Client: Multnomah County Percent for Art; managed by the Regional Arts & Culture Council
Location: Portland, OR, United States
Artwork budget: $800,000
The American justice system is ultimately based on hope. Hope that if you do something wrong and get caught, that you’ll get a fair trial; hope that if you go to trial you won’t get convicted; hope that if you get convicted, you’ll get a light sentence. Judges hope that they will be fair and impartial. Underpinning all of this is the hope for rehabilitation, to re-enter society, to lead a productive life.
Every crime has a ripple effect on society. People who have been incarcerated say that it took them a long time, and sometimes several stints in prison, to realize the effect their behavior had on the people who cared about them and for them to care about something beyond themselves.
The composition reads from left to right. It starts out hot and in turmoil then becomes cooler and calmer. The crime and the criminal run hot.

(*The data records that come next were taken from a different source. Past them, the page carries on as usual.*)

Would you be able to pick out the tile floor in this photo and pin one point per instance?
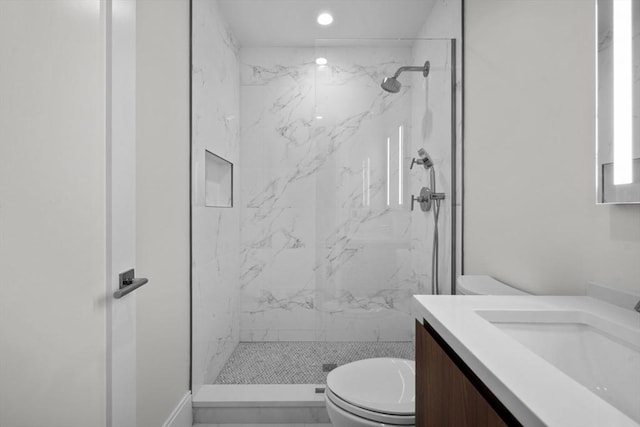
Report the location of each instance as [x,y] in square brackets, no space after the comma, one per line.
[262,425]
[300,362]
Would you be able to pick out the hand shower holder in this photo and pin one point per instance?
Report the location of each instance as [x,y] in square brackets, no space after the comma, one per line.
[426,198]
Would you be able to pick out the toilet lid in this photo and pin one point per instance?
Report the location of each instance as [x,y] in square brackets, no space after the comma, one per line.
[384,385]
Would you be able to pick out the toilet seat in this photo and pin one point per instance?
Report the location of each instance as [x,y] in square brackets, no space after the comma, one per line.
[376,417]
[380,390]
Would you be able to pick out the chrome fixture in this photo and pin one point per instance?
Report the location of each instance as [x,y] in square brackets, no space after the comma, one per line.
[128,283]
[430,197]
[392,85]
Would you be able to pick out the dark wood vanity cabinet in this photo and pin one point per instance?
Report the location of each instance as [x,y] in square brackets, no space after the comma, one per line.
[448,393]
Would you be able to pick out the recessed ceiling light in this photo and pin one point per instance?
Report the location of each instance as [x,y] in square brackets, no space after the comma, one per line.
[325,19]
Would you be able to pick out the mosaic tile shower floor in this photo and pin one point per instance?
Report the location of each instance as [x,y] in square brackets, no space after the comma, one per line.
[300,362]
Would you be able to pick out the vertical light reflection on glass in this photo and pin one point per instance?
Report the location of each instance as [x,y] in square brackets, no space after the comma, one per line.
[622,91]
[364,192]
[400,156]
[388,171]
[368,181]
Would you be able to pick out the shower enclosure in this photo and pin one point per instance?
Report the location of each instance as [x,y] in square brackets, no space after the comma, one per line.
[320,251]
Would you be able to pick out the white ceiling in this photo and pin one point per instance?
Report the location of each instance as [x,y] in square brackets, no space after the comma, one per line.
[293,22]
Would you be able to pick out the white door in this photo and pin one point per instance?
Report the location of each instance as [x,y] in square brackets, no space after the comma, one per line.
[120,185]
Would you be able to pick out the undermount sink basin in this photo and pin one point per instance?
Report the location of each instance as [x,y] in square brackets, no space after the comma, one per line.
[599,354]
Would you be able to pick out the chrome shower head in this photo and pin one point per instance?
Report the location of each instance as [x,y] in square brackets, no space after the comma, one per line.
[391,84]
[425,158]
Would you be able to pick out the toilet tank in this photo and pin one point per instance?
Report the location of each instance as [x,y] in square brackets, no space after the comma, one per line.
[484,285]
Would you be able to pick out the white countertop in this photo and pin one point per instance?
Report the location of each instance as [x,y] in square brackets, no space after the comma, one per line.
[536,392]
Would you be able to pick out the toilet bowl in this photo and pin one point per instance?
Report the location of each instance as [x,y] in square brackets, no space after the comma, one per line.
[484,285]
[372,393]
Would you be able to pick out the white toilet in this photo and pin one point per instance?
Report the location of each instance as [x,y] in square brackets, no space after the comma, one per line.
[372,393]
[381,392]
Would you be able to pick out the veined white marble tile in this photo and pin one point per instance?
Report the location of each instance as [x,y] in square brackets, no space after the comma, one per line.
[216,231]
[321,247]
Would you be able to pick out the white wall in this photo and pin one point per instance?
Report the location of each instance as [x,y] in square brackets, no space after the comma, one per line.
[162,208]
[530,214]
[52,214]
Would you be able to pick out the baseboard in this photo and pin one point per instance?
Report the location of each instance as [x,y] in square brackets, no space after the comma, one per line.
[182,414]
[624,299]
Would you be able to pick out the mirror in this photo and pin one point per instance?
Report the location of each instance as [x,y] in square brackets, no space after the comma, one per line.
[618,66]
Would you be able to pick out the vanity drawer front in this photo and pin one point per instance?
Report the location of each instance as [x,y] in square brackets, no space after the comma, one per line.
[448,393]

The job of the justice system is to treat that heat with cool rationality, to calm the waters.
On another level, the artwork is a landscape. Living in the Pacific Northwest means living with the constant awareness that you’re on top of a volcanic chain, contrasted by being surrounded by water. The Wilmette River runs next to the courthouse and, of course, Portland’s famously rainy climate.
Because of the sensitivity of the courthouse environment and the high visibility of this artwork, it was important that it convey the dignity of the court while not being intimidating. The artwork is dramatic but accessible to all viewers.

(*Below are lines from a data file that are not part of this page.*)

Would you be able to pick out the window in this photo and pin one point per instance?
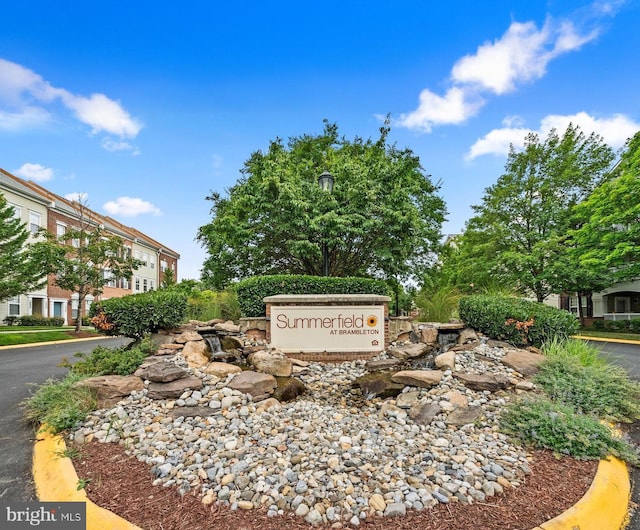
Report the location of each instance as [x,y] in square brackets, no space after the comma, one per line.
[61,230]
[35,222]
[17,211]
[14,306]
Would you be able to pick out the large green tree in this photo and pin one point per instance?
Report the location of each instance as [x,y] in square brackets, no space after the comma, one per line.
[608,235]
[383,218]
[518,232]
[23,265]
[87,258]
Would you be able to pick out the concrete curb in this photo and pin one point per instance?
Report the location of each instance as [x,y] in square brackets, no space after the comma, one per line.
[603,507]
[56,481]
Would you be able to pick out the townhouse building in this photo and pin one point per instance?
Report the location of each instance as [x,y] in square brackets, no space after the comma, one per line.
[39,208]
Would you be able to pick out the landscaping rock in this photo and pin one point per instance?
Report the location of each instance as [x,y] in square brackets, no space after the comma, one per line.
[112,388]
[161,372]
[419,378]
[523,361]
[258,385]
[274,363]
[489,382]
[173,389]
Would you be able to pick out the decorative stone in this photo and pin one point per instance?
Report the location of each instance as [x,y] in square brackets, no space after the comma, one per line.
[274,363]
[489,382]
[112,388]
[409,351]
[446,361]
[423,412]
[464,416]
[161,372]
[173,389]
[221,370]
[196,353]
[259,385]
[522,361]
[419,378]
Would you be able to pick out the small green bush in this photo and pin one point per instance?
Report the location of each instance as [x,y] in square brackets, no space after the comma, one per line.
[107,361]
[60,404]
[39,320]
[544,424]
[518,321]
[252,291]
[601,390]
[139,314]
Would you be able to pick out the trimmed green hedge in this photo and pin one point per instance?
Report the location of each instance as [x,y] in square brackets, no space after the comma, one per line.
[138,314]
[252,291]
[515,320]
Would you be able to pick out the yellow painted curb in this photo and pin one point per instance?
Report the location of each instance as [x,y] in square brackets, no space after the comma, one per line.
[605,504]
[604,339]
[56,481]
[603,507]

There was quite a bit of collaboration and input involved. One of the main collaborators was the architect, Steve Simpson of SRG Partnership. I also had the privilege of having access to the judges and court staff, including baliffs. Most significant to me in the development of the concept was talking to people who had been incarcerated and how it helped them. The major collaborator was the fabricator, Bullseye Studio. They translated my painting into glass without losing any of its original layering or energy.